‘Hotel Rwanda’ Man Released From Jail

Monday, March 27, 2023 | Tag Cloud

By Stefan J. Bos, Chief International Correspondent Worthy News

KIGALI/WASHINGTON (Worthy News) – The man whose role in saving more than 1,000 lives during the 1994 Rwandan genocide inspired the film Hotel Rwanda has been released from prison, several officials confirmed Saturday.

Paul Rusesabagina, a former businessman, was freed after his 25-year sentence on “terrorism” charges was commuted by Rwanda’s President Paul Kagame, Worthy News learned.

The 68-year-old U.S. resident and Belgian citizen was accompanied by an American embassy official while being moved from jail to the residence of Qatar’s ambassador in Kigali late Friday, White House officials said.

He was due to remain in Rwanda for several days before traveling to Doha and then to the U.S., according to several sources.

U.S. President Joe Biden welcomed Rusesabagina’s release, calling it a “happy outcome.”

Paul Rusesabagina became a hero during the 1994 Rwandan genocide when ruling Hutu majority extremists killed over 800,000 minority Tutsis and Hutu moderates in 100 days.

Rusesabagina sheltered more than 1,000 vulnerable people, mostly Tutsis targeted by government extremists, in the Hotel des Mille Collines, where he worked as a manager.


In 2005, then-U.S. President George W. Bush awarded Rusesabagina the Presidential Medal of Freedom.

He received the award after the Oscar-nominated film Hotel Rwanda told his story as an example of heroism during one of the world’s worst single atrocities since World War Two.

Rusesabagina has since become a pro-democracy activist and vocal critic of the perceived authoritarian President Paul Kagame, who came to power after the collapse of the Hutu-led Rwandan government that backed the genocide.

He was arrested in August 2020 after being lured from the United States and tricked onto a private plane from Dubai that was supposed to fly to Burundi.

Instead, the plane flew to Rwanda, where he was detained and sentenced in September 2021 to 25 years in jail for “terrorism” over his ties to an organization opposed to Kagame’s rule.

He denied all charges and refused to participate in the trial, which he and his supporters called a political sham.

Rusesabagina and his supporters have said that Kagame made him a target after criticizing the government as repressive and undemocratic.


They accused the government of denying him fundamental human rights and refusing him access to legal counsel. The U.S. State Department also said Rusesabagina had been “wrongfully detained.”

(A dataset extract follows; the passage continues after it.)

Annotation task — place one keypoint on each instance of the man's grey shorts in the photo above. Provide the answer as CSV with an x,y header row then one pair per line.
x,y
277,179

After requests for clemency and mounting international pressure, President Kagame finally ordered his release. However, government spokesperson Yolande Makolo stressed that “commutation of the sentence does not extinguish the underlying conviction.”

Qatar’s Foreign Ministry spokesperson Majid Al-Ansari said Rusesabagina would first be transferred to Qatar.
“He will then head to the United States of America,” Al-Ansari said.

President Biden expressed appreciation for the news of Rusesabagina’s release. “Paul Rusesabagina by the government of Rwanda. Paul’s family is eager to welcome him back to the United States, and I share their joy at today’s good news,” Biden added in a statement.

“I thank the Rwandan government for making this reunion possible, and I also thank the government of Qatar for facilitating Paul’s release and return to the United States. I add my gratitude to those across the U.S. government who have worked with the government of Rwanda to achieve today’s happy outcome,” Biden said.

Analysts believe that the former hotelier’s release might help to ease Rwandan-U.S. tensions. Washington has repeatedly asked Rwanda to cease its support of the M23 armed group and to withdraw its troops from the neighboring Democratic Republic of the Congo (DRC).

Rwanda has denied military involvement in the DRC. The issue comes at a difficult moment for the United States as it seeks closer ties with Kagame amid growing regional instability and competition for influence in Africa from powers such as China.